Farron protested the hard shake and subsequent pull to his feet, but followed as she threaded between the higher bits of drab landscape. Except for the cough he’d picked up in prison, the only sounds in this primal world were their footsteps and the endless susurrating wind bearing them away to infinity. It stank of burning plastic, chemicals, and organics.
She took Farron’s hand when he stumbled, leading him around the less obvious obstacles. Touching another human felt strange to her after so many days of isolation. In those stretches when she’d been aware enough to mark the time, she kept count of at least three hundred of them, though that had to be an underestimation.
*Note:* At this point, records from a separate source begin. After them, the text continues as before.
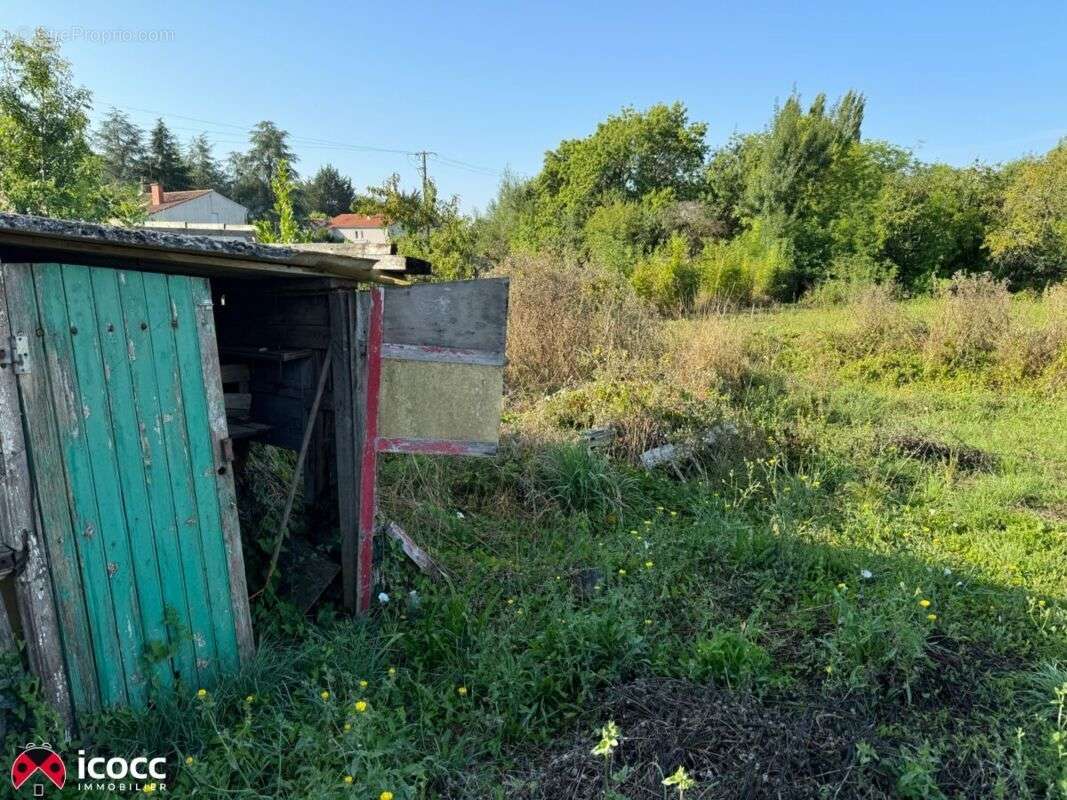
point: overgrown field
(853, 584)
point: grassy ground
(858, 590)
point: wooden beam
(347, 428)
(224, 474)
(20, 528)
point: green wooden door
(123, 414)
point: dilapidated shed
(120, 546)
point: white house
(201, 211)
(360, 228)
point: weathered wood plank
(161, 321)
(216, 498)
(33, 590)
(347, 434)
(130, 461)
(468, 315)
(99, 438)
(155, 461)
(105, 635)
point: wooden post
(347, 441)
(18, 529)
(224, 475)
(369, 354)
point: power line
(313, 142)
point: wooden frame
(19, 527)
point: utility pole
(426, 197)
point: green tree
(202, 166)
(164, 163)
(329, 192)
(46, 164)
(287, 228)
(253, 172)
(121, 145)
(628, 156)
(798, 153)
(405, 208)
(930, 221)
(509, 223)
(1028, 241)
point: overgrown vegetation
(850, 584)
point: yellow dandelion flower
(609, 739)
(680, 779)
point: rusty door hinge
(18, 355)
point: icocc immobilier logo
(38, 768)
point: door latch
(18, 355)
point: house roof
(357, 221)
(173, 198)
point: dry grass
(876, 322)
(707, 352)
(971, 320)
(566, 321)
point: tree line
(771, 213)
(806, 202)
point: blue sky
(491, 86)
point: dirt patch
(734, 746)
(923, 448)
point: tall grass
(564, 321)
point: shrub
(877, 323)
(730, 657)
(564, 320)
(580, 480)
(1028, 352)
(669, 277)
(707, 351)
(971, 319)
(751, 268)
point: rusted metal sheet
(444, 401)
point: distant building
(361, 228)
(202, 211)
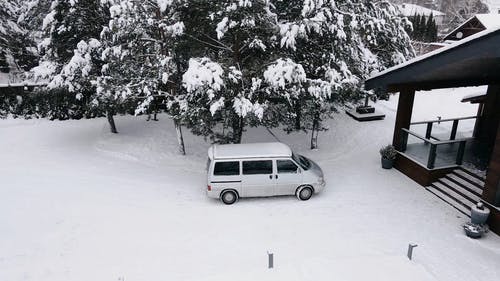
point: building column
(403, 116)
(491, 191)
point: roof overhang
(472, 61)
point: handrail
(433, 146)
(433, 141)
(443, 120)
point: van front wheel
(229, 197)
(304, 193)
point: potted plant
(388, 154)
(479, 213)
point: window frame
(257, 160)
(226, 161)
(297, 170)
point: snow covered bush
(388, 152)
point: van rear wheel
(229, 197)
(304, 193)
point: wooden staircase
(461, 188)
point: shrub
(388, 152)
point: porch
(444, 143)
(427, 154)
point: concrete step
(471, 173)
(438, 193)
(470, 178)
(465, 184)
(464, 192)
(457, 197)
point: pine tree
(69, 49)
(236, 39)
(15, 45)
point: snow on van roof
(249, 150)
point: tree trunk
(111, 121)
(298, 115)
(237, 129)
(315, 132)
(180, 139)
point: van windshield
(302, 161)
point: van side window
(258, 167)
(227, 168)
(286, 167)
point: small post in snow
(270, 257)
(410, 250)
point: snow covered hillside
(79, 203)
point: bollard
(270, 257)
(410, 250)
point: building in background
(474, 25)
(411, 10)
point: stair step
(438, 193)
(470, 194)
(455, 195)
(468, 177)
(477, 176)
(459, 181)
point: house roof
(477, 97)
(249, 150)
(488, 21)
(472, 61)
(21, 84)
(409, 10)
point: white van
(260, 170)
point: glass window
(303, 162)
(286, 166)
(227, 168)
(258, 167)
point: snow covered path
(77, 203)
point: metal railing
(454, 128)
(433, 147)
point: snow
(251, 150)
(284, 72)
(489, 20)
(409, 10)
(436, 52)
(203, 73)
(80, 203)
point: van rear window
(227, 168)
(258, 167)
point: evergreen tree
(69, 49)
(15, 45)
(431, 30)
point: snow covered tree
(16, 48)
(141, 46)
(70, 50)
(338, 44)
(234, 40)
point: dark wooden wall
(419, 173)
(490, 192)
(403, 115)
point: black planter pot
(387, 163)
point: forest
(213, 67)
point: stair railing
(433, 147)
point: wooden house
(438, 162)
(473, 25)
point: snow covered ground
(79, 203)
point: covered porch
(430, 149)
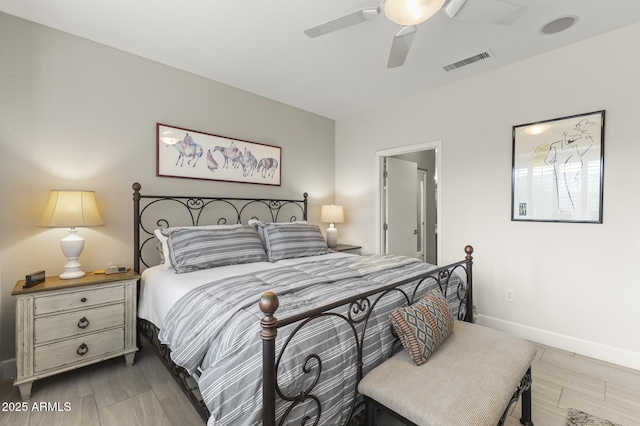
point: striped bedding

Farron paused, his grip tightened, stopping her. He blinked, puzzled. “Are we outside?”
“Yes, we’re outside.”
“It’s cold.”
“Yes, it is.”
Was he waking up or had he gone simple like so many other
s? The drugs given to the general population induced docility and suppressed the libido, but a percentage of prisoners reacted badly, their brains shutting down by degrees. The worst were taken away. She heard what happened to them. If Farron was too far gone it would be a mercy if she broke his neck now than—
He struggled to get out words. “But. . .we shouldn’t be here. Should we?”
She felt a wash of relief. Cognition was intact somewhere inside his skull if he could form that complex a question. “It’ll be all right. Come with me.”
“My feet hurt.”
He wore prison scuffs, which were not intended for walks in the wilderness. Her feet were encased in regulation boots, taken from a guard she’d particularly enjoyed killing. The boots were too large, but she preferred their chafing over bruises and cuts. “So do mine.”
“I’m tired.”
“We’ll rest soon.”
He accepted her word and came along. They put a few more klicks between themselves and hell.
The wind rose, roaring, thick with the smell of destruction. She checked the sky, cursed, and quickly dragged Farron to the steep base of a hillock, pulling him down next to her. Not the best shelter, but it would have to serve. The wind moaned like a living thing, whipping the low growing plants.